For a non-service invention-creation, the right to apply for a patent belongs to the inventor or creator. After the application is approved, the inventor or creator shall be the patentee. (Note: this is reasonable but non-service invention-creation being arranged in the second paragraph of the article, which belongs to “other circumstances except those in the first paragraph” in terms of law logic, shows clearly which invention the law makers pay more attention to. )
For an invention-creation made by a person by using the material or technical means of the entity to which he (or she) belongs, and where the entity and the inventor or creator has entered into an agreement under which there is provision on who has the right to apply for a patent and to whom the patent belongs, the provisions of the agreement shall prevail. (Note: contract spirit is the core of modern law. Because contract is made on the basis of both parties being equal and voluntary to sign, unless there exists violation of law of the related objects or cheat or threat, in short, unless you are trading drugs, arms, women, children, or assist in euthanasia, it will be legally binding once it is signed. Contract is an arena created for both parties with contrasting powers, so what is the possibility that the powerful party is willing to sign a contract that acknowledges an inventor’s ownership of patent rights? If there are entities that do not follow the rule of market are willing to do so, they probably cannot survive in the market.)

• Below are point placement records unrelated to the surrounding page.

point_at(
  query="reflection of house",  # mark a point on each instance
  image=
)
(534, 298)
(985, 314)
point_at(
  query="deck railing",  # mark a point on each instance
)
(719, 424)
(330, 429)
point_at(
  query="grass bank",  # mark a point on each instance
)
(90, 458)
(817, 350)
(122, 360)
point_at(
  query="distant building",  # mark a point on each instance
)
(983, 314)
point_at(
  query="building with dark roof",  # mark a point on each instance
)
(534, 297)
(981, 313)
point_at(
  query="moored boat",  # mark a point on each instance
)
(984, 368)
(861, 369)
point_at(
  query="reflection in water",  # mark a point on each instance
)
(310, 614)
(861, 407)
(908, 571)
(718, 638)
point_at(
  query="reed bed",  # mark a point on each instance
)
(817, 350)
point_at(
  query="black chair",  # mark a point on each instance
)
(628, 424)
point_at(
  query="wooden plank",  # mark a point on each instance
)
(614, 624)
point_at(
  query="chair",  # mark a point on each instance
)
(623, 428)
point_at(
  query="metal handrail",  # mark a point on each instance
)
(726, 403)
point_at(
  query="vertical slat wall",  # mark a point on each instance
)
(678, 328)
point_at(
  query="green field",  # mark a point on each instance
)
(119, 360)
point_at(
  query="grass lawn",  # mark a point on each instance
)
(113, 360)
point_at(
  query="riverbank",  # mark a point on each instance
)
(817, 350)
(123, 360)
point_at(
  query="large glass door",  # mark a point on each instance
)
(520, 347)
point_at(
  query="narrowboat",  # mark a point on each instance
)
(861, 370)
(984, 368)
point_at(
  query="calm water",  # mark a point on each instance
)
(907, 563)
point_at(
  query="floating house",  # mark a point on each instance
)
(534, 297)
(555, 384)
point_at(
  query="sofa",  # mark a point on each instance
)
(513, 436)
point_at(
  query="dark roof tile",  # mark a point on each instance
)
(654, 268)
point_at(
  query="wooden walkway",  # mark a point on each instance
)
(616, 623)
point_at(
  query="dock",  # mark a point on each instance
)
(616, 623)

Article 7: No entity or individual shall prevent the inventor or creator from filing an application for a patent for a non-service invention-creation. (Note: this article is addressing the issue of the nature of the invention, that is, whether the invention is service invention or not, which is argued between inventor and the entity he (or she) belongs to. This ridiculous article is like such a scenario as that you see a banner on which “care about life, improve sanity; upgrade service, prohibit beating and scolding customers” are written when you enter a restaurant. Law makers estimate too low the intelligence quotient of the entity. The entity can actually use the work opportunity of inventors in the entity to exchange for inventor’s patent. If the inventor rejects, then he (or she) can use one year’s time of unemployment to sue against the entity, just taking it as a relaxing from the intensive work. )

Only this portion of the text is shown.